Dans quelques jours voire quelques semaines, on saura. La Commission nationale d’aménagement commercial (CNAC) devra dire si oui ou non elle autorise l’implantation d’un village de marques à Sorigny. Deux cents magasins, sur plus de 20ha, pourraient voir le jour dans le Sud-Touraine, à 54 km au nord-est de Châtellerault, en bordure de l’A10. A ce jour, le projet porté par le Syndicat mixte de l’agglomération de Tours, semble avoir du plomb dans l’aile. Le 16 juillet dernier, à la surprise générale, la Commission départementale d’aménagement commercial (CDAC) l’a rejeté par neuf voix contre, pour sept voix favorables et une abstention.

La preuve d’une forte mobilisation de maires des départements limitrophes dans les jours qui ont précédé le vote. Unique représentante de la Vienne conviée en CDAC -puisque concernée par la zone de chalandise du projet-, mandatée par le maire de Poitiers Alain Claeys, Patricia Persico se félicite de cette issue : « Certains élus ont pris conscience que ce modèle commercial est dépassé, que l’on veut aujourd’hui aménager le territoire dans l’équilibre et la cohérence, sans négliger nos centres-villes. » « Loire Valley village » verra-t-il tout de même le jour ? Président de la Fédération des acteurs économiques de Châtellerault, Stéphane Mercier préférait se montrer prudent au lendemain de la décision. « C’est une très bonne nouvelle, qui vient calmer notre inquiétude. Reste une vraie difficulté : il est délicat d’interdire à quelqu’un de s’implanter… »

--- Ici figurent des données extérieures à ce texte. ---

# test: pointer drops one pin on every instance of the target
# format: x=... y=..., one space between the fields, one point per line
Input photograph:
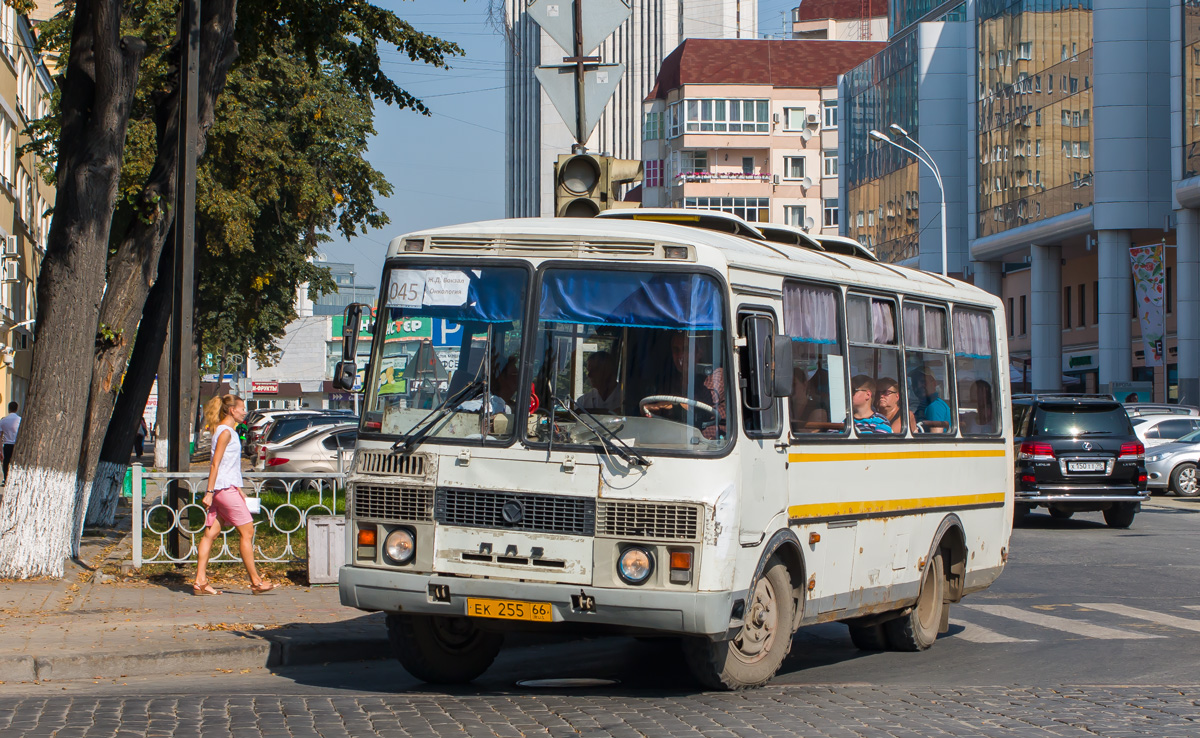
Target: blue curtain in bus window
x=810 y=313
x=682 y=301
x=972 y=334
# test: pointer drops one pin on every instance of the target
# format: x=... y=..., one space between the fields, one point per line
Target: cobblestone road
x=833 y=712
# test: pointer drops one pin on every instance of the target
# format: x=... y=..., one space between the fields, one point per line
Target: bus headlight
x=400 y=545
x=635 y=565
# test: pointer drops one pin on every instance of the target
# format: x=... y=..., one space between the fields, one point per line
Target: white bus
x=664 y=429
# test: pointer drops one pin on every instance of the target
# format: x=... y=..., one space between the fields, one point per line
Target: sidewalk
x=90 y=625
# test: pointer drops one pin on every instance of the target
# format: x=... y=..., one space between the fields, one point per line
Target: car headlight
x=400 y=545
x=635 y=565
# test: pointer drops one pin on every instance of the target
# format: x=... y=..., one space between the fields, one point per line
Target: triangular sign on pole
x=600 y=18
x=599 y=84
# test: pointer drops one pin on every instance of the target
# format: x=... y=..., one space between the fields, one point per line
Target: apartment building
x=537 y=133
x=749 y=127
x=25 y=199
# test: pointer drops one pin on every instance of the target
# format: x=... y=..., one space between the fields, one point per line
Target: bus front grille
x=648 y=520
x=515 y=511
x=393 y=503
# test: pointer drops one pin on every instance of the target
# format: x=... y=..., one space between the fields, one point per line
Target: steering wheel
x=676 y=400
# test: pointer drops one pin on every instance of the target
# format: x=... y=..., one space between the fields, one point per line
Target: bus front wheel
x=754 y=655
x=442 y=649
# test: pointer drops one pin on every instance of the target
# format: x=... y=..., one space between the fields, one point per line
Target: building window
x=653 y=127
x=654 y=173
x=829 y=162
x=793 y=167
x=727 y=115
x=754 y=209
x=793 y=215
x=831 y=211
x=829 y=108
x=795 y=119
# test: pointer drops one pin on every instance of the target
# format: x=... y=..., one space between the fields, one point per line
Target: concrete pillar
x=1187 y=315
x=1045 y=304
x=1116 y=306
x=988 y=276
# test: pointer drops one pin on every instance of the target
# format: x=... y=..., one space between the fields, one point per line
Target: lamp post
x=928 y=160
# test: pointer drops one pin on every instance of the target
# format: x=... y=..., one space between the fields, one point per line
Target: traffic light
x=586 y=184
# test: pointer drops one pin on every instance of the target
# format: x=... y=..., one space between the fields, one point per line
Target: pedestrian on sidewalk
x=225 y=501
x=9 y=426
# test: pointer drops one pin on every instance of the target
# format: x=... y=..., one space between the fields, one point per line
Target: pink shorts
x=229 y=507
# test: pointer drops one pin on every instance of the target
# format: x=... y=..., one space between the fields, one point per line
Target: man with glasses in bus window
x=867 y=420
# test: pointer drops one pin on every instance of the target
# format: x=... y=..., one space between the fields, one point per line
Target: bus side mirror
x=780 y=366
x=345 y=375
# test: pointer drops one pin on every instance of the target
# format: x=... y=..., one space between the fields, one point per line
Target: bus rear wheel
x=918 y=629
x=753 y=657
x=442 y=649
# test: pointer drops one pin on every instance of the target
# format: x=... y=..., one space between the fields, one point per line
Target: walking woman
x=225 y=501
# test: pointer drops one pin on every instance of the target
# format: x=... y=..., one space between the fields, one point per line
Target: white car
x=1153 y=430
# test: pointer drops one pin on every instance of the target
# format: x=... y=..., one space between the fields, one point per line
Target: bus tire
x=1120 y=515
x=918 y=629
x=751 y=658
x=442 y=649
x=869 y=637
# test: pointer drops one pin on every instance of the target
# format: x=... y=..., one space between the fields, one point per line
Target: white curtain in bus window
x=819 y=377
x=975 y=364
x=874 y=366
x=929 y=391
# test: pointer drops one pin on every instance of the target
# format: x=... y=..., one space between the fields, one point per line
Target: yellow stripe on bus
x=892 y=455
x=892 y=505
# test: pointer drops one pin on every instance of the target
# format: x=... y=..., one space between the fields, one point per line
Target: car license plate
x=509 y=610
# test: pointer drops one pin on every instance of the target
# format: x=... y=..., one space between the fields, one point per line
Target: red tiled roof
x=840 y=10
x=781 y=64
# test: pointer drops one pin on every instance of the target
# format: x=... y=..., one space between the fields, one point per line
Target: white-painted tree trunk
x=35 y=522
x=106 y=489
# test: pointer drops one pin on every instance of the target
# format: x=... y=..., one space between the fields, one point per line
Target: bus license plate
x=510 y=610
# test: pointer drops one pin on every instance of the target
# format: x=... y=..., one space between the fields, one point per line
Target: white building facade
x=537 y=133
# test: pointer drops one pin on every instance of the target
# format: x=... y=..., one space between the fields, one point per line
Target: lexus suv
x=1078 y=454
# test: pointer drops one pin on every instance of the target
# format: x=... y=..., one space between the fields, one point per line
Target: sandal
x=204 y=589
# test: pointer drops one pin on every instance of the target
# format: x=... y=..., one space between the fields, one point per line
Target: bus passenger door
x=763 y=454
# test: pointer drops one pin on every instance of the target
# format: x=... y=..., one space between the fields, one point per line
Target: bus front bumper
x=677 y=612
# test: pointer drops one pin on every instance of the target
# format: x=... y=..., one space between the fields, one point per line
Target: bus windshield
x=642 y=354
x=447 y=359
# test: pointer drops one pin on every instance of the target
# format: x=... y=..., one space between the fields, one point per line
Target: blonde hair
x=216 y=409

« Des centaines d’emplois pour en détruire combien ? »

« Ce projet est vraiment bien construit, développe l’adjointe au maire de Poitiers en charge du Commerce et du Tourisme. Il y a quinze ans, on l’aurait signé des quatre mains. Mais ça va contre l’évolution du commerce. Auchan Sud ? Ça ne se ferait plus aujourd’hui. » « Loire Valley village est à contre-courant des politiques de revitalisation des centres-villes », renchérit Jean-Pierre Abelin, maire de Châtellerault. Stéphane Mercier lui emboîte le pas en insistant sur « l’incohérence » d’un tel projet avec le programme « Action cœur de ville » porté par le ministère de la Cohésion des territoires, dont la vocation consiste à redynamiser les centres-villes de 222 communes moyennes, dont Châtellerault. (*). « On nous annonce des centaines d’emplois créés (entre 600 et 700, ndlr), mais pour en détruire combien ? », déplore Patricia Persico.

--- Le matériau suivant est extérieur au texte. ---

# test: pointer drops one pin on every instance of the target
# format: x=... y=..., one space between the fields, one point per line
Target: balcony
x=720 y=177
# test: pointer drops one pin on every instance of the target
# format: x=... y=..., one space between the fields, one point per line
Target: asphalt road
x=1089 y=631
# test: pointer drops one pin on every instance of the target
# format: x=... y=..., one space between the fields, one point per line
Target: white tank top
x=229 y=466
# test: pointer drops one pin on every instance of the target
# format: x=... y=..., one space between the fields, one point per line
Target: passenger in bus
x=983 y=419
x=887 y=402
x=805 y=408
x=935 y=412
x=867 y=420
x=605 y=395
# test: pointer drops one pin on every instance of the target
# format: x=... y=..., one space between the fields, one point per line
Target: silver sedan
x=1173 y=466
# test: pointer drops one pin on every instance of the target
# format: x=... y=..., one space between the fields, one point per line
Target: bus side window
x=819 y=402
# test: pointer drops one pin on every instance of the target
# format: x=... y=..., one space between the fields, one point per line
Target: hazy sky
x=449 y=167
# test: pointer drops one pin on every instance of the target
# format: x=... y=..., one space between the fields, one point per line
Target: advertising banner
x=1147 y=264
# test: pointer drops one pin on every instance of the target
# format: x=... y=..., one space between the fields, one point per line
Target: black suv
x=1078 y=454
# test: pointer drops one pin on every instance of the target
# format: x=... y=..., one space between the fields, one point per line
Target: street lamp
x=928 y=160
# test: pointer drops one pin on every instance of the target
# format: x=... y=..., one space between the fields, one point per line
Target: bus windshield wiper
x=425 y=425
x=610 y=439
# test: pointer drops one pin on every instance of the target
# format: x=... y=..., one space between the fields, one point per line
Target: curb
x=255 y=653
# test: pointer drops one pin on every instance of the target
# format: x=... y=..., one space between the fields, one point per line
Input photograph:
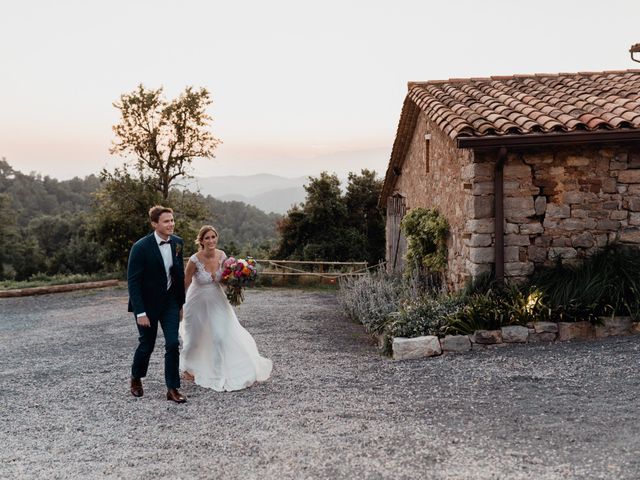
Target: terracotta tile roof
x=519 y=107
x=527 y=104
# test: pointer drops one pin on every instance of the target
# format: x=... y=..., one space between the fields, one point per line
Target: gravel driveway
x=334 y=408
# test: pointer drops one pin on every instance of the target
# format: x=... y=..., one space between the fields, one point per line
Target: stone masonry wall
x=442 y=187
x=558 y=203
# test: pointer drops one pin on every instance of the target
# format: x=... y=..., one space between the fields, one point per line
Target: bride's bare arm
x=188 y=274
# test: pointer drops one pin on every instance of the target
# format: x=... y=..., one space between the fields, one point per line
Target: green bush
x=606 y=283
x=369 y=299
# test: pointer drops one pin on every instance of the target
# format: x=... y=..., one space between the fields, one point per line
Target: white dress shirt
x=165 y=251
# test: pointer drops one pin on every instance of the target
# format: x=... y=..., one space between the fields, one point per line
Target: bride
x=217 y=351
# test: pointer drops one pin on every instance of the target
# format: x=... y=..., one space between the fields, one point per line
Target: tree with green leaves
x=121 y=214
x=162 y=136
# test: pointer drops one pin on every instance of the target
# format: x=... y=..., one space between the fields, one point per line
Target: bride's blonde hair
x=203 y=231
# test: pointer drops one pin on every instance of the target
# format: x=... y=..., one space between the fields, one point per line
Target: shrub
x=606 y=283
x=496 y=308
x=370 y=298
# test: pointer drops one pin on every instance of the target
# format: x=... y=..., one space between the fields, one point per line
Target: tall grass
x=605 y=284
x=370 y=299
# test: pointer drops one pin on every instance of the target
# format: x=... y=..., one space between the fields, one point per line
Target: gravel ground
x=334 y=408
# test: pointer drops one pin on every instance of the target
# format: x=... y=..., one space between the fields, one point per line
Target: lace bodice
x=201 y=276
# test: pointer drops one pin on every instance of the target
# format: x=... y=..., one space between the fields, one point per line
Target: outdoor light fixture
x=634 y=49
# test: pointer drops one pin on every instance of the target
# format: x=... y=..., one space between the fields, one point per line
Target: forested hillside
x=50 y=226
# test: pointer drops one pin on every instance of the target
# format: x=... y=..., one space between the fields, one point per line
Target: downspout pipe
x=498 y=189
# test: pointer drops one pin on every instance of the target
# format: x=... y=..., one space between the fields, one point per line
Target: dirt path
x=333 y=409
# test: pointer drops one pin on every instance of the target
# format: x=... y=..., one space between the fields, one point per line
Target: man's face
x=165 y=225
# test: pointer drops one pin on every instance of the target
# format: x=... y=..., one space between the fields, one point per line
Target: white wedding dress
x=216 y=349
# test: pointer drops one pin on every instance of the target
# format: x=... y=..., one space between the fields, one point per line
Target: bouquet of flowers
x=238 y=273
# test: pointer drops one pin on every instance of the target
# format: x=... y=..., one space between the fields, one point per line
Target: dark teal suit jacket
x=147 y=279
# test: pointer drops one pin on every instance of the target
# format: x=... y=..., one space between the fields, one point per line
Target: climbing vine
x=426 y=231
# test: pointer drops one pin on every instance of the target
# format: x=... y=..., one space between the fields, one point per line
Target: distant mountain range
x=270 y=193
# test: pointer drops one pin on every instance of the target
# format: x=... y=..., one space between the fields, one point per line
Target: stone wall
x=440 y=187
x=558 y=203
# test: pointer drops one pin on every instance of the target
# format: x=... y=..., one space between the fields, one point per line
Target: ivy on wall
x=426 y=232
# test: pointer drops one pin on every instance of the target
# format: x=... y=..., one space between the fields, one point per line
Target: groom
x=155 y=277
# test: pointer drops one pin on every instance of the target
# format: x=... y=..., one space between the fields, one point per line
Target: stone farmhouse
x=526 y=168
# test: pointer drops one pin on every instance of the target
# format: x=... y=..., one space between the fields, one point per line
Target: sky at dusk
x=298 y=87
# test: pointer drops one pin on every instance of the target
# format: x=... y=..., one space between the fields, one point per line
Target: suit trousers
x=169 y=320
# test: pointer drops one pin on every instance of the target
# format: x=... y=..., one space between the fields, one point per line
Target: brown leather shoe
x=175 y=396
x=136 y=387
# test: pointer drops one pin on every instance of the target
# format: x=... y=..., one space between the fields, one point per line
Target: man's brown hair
x=156 y=211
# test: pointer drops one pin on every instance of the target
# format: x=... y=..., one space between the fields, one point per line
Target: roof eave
x=548 y=139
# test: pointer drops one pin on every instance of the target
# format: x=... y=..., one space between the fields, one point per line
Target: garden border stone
x=425 y=346
x=417 y=347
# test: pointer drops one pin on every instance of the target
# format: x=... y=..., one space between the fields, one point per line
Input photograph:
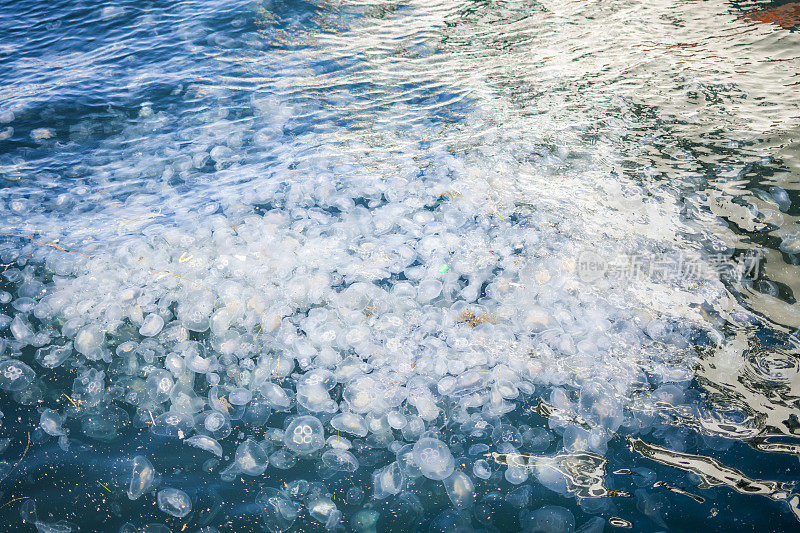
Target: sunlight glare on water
x=420 y=266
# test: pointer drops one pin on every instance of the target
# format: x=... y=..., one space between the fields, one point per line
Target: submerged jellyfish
x=151 y=326
x=304 y=435
x=460 y=489
x=141 y=477
x=15 y=375
x=251 y=458
x=54 y=355
x=174 y=502
x=433 y=458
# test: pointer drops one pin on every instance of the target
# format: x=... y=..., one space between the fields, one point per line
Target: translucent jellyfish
x=21 y=330
x=54 y=355
x=350 y=423
x=15 y=375
x=516 y=474
x=174 y=502
x=460 y=489
x=387 y=481
x=251 y=458
x=548 y=519
x=215 y=424
x=89 y=341
x=304 y=435
x=204 y=442
x=481 y=469
x=152 y=325
x=276 y=396
x=240 y=396
x=141 y=478
x=51 y=423
x=433 y=458
x=321 y=508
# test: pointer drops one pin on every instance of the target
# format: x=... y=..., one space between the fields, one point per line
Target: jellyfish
x=433 y=458
x=174 y=502
x=15 y=375
x=304 y=435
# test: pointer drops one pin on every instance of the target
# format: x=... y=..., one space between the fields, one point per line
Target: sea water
x=432 y=266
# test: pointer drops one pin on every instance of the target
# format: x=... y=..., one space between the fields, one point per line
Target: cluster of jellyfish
x=398 y=333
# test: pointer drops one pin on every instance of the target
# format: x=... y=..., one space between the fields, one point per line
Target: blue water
x=420 y=161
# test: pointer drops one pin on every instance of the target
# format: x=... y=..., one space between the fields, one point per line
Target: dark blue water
x=401 y=201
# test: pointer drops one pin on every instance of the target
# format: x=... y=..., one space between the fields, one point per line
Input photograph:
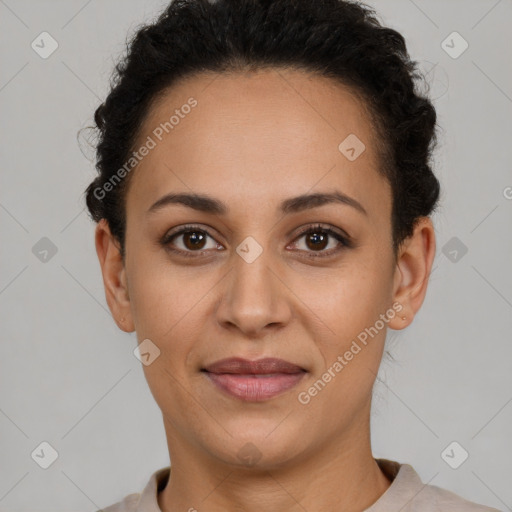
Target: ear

Toutes ces réserves, le centre « Marques Avenue » de la Séguinière, à Cholet, y a aussi été confronté, avant sa sortie de terre, en 2005. Mais son directeur, Cédric Gay, veut insister sur la complémentarité de l’offre des villages de marques -des produits dégriffés à -30% minimum, toute l’année-, qui représenterait « une vraie alternative » aux commerces de centre-ville. « Les marques que l’on propose n’y sont pas présentes. » Le responsable n’oublie pas de rappeler aussi qu’un centre commercial -les « Arcades Rougé »- s’est implanté, quelques années plus tard, au cœur même de Cholet. Pour autant, et malgré la concurrence d’Internet, « nous sommes en constante progression », assure Cédric Gay. Ce qui traduirait donc une demande. Le directeur ne s’étonne donc pas de voir le modèle se développer, avec l’arrivée de « beaucoup de concurrents ». Dont « Loire Valley Village », programmé pour 2021 à Sorigny. Le permis de construire a déjà été déposé. Tout le monde est donc aujourd’hui suspendu à la décision de la CNAC.

(*) La convention entre l’Etat, la Ville et les partenaires du programme a été officiellement signée le 11 juillet.